Natural language question answering in Wikipedia - an exploration - Part 4

I wrote about the exploration on Natural language querying for wikipedia in previous three blog posts.

In Part 1, I was suggesting that building such a collection of question and answers can help natural language answering. One missing piece was actually suggesting an answer for a new question that is not part of QA set for article.

In Part 2, I tried using distilbert-base-cased-distilled-squad with ONNX optimization to answer the questions. I used a hybrid approach of Named Entity recognition on the question to find relevant titles. I also feed this question to Wikipedia search api and extract the titles returned by it. The results were not optimal. The answers were just a word or phrase. If that is found in the retrieved context. Context retrieval based on NER or Wikipedia search was also not giving related wikipedia articles.

In Part 3 I wrote about experiment with the Retrieval Augmented Generation approach. RAG require a Large Language Model at the last step to prepare the answer. I also wanted this to be highly compute optimized so that it can run on CPUs. I prototyped a compute optimized RAG with an LLM to present the answers. I learned many lessons after trying out many examples with the system and refined my approach. In this blog post I will explain the new approach.

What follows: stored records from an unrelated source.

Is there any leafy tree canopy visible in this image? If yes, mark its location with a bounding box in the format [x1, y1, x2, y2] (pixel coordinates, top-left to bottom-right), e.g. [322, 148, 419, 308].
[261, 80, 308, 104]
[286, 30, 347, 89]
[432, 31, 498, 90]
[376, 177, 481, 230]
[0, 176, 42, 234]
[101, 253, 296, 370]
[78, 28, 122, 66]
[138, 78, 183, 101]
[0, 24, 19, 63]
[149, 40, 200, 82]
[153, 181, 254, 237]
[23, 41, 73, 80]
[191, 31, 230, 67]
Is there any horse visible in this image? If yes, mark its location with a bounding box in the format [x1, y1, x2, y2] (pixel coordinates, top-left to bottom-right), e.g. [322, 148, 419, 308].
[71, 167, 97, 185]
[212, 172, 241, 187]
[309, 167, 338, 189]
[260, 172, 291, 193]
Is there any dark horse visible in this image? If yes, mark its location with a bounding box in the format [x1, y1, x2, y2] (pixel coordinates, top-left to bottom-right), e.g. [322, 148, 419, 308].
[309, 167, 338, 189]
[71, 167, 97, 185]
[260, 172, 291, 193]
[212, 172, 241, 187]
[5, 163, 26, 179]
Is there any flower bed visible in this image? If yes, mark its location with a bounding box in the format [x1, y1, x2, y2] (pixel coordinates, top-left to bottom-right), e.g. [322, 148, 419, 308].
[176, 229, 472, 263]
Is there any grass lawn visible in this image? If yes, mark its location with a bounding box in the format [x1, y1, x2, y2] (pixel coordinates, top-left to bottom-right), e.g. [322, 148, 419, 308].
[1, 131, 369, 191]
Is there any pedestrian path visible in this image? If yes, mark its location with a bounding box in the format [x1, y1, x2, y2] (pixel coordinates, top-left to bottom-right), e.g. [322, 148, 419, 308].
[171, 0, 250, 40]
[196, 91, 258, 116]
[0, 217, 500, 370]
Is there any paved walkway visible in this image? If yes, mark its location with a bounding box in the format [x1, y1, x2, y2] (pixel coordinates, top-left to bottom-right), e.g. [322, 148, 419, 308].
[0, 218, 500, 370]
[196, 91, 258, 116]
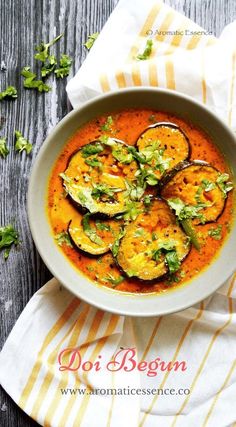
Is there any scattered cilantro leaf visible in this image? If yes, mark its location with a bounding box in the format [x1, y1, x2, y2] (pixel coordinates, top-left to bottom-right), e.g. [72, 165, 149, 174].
[84, 33, 99, 50]
[54, 55, 72, 79]
[137, 39, 153, 61]
[0, 224, 19, 260]
[0, 137, 9, 158]
[15, 130, 33, 154]
[55, 231, 72, 248]
[21, 67, 51, 92]
[34, 34, 63, 62]
[41, 55, 57, 78]
[0, 86, 17, 101]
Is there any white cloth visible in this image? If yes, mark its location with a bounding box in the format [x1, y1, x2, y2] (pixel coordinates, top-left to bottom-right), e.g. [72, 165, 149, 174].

One significant concern I had with the RAG (Retrieval-Augmented Generation) approach was its reliance on Large Language Models (LLM). In this approach, LLM is used in the final step to formulate an answer based on the retrieved context. However, this articulation process lacked control and predictability. It often added common adjectives to facts, even when such descriptors were not present in the retrieved context. This resulted in the need for extensive fine-tuning of prompts, which goes against the debugging and bug-fixing paradigm I’m familiar with.

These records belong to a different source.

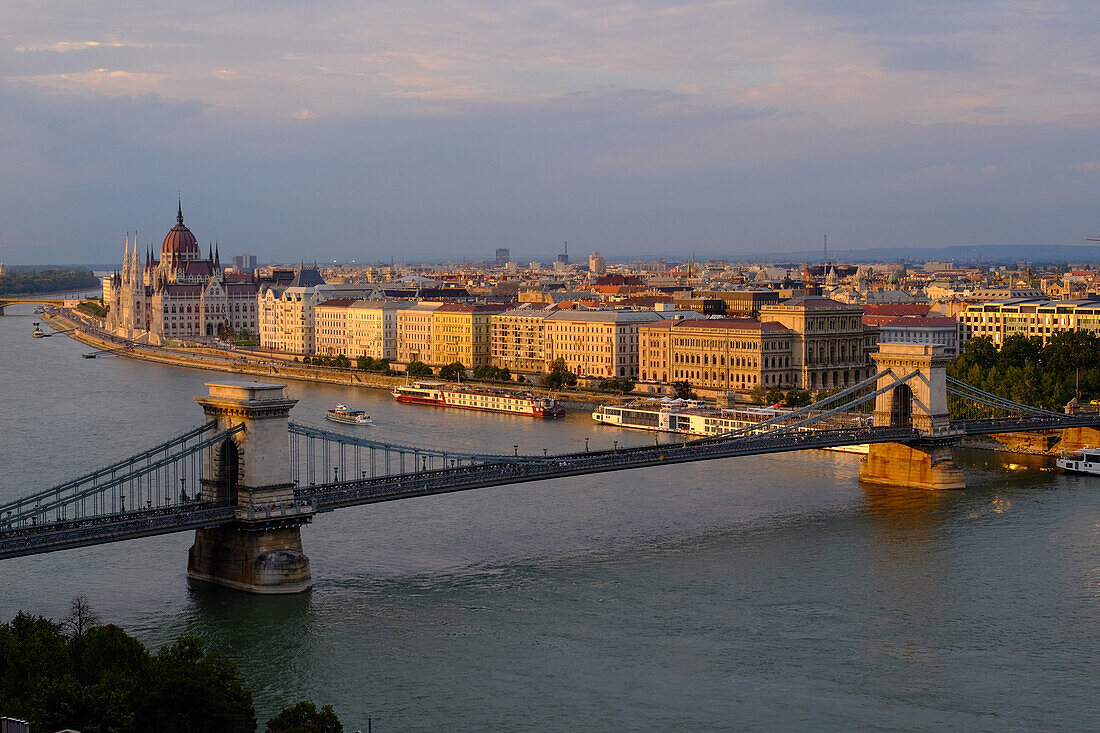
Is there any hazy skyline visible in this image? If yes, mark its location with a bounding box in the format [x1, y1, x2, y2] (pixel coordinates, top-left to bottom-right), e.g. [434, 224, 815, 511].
[0, 0, 1100, 263]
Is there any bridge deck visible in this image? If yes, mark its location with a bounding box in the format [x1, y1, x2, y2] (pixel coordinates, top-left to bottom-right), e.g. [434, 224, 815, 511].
[8, 415, 1100, 559]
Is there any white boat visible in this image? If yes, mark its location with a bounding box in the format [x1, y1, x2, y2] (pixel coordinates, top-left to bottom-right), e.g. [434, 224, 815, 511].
[325, 405, 371, 425]
[592, 398, 870, 453]
[1054, 448, 1100, 475]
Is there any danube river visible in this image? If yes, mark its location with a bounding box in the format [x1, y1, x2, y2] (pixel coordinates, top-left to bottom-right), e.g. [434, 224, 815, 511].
[0, 308, 1100, 731]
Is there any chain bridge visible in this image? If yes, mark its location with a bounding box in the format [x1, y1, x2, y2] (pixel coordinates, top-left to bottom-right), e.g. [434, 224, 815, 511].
[0, 344, 1100, 593]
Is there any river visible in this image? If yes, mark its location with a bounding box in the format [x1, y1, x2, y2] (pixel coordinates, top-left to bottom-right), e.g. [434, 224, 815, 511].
[0, 307, 1100, 731]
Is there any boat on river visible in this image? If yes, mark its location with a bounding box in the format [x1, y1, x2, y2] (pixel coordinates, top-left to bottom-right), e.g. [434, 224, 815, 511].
[592, 398, 870, 453]
[393, 382, 565, 418]
[1054, 448, 1100, 475]
[325, 405, 371, 425]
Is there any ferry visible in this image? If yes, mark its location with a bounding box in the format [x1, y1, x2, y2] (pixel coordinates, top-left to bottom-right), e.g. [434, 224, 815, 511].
[393, 382, 565, 418]
[1054, 448, 1100, 475]
[592, 398, 870, 453]
[325, 405, 371, 425]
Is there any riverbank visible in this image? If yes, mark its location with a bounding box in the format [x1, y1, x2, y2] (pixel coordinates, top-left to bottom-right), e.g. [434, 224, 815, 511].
[43, 315, 636, 412]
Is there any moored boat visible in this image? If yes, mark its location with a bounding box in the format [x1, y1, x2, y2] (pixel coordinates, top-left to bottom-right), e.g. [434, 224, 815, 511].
[1054, 448, 1100, 475]
[592, 398, 870, 453]
[393, 382, 565, 418]
[325, 405, 371, 425]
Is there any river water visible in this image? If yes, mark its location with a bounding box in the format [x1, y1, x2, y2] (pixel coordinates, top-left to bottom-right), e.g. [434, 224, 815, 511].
[0, 308, 1100, 731]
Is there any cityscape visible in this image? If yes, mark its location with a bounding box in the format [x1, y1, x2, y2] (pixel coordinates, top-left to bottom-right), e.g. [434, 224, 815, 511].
[0, 0, 1100, 733]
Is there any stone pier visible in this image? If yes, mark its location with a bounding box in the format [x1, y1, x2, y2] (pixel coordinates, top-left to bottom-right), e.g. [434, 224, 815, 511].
[859, 343, 966, 491]
[187, 382, 312, 593]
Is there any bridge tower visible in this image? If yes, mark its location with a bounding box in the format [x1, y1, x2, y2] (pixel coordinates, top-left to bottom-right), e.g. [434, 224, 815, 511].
[859, 343, 966, 490]
[187, 382, 312, 593]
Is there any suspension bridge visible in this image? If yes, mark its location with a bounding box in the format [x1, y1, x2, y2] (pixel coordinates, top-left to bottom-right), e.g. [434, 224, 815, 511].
[0, 344, 1100, 593]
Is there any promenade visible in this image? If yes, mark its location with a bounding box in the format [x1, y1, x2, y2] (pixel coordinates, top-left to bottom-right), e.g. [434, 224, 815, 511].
[43, 314, 635, 412]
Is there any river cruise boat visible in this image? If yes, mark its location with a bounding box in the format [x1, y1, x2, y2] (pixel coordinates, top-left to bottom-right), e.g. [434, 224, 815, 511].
[325, 405, 371, 425]
[1054, 448, 1100, 475]
[592, 398, 869, 453]
[394, 382, 565, 418]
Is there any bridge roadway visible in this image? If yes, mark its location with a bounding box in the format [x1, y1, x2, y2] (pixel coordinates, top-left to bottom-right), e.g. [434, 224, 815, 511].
[0, 415, 1100, 559]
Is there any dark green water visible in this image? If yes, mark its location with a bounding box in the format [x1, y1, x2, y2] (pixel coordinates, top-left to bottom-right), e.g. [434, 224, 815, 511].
[0, 309, 1100, 731]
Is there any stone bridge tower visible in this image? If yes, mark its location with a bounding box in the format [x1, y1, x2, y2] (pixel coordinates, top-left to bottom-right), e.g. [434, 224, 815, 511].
[187, 382, 312, 593]
[859, 343, 966, 490]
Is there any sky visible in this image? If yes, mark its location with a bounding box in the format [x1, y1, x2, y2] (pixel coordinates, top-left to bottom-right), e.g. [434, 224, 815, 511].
[0, 0, 1100, 264]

Additionally, the language capabilities of LLMs posed another constraint, and the computational requirements were also a concern. When I considered this behavior of the RAG approach in light of Wikipedia principles, I discovered several mismatches. These included issues related to transparency, the inability to correct answers, and more.

To address these concerns, I delved into the field of information retrieval and user expectations from search systems. In my research, I came across two important studies authored by Emily Bender and Chirag Shah:

These papers shed light on the nature of search, its significance in a user’s learning and exploration workflow, and various techno-social aspects. They also discuss issues such as bias, transparency, and explainability. I highly recommend reading these papers if you are involved in information retrieval.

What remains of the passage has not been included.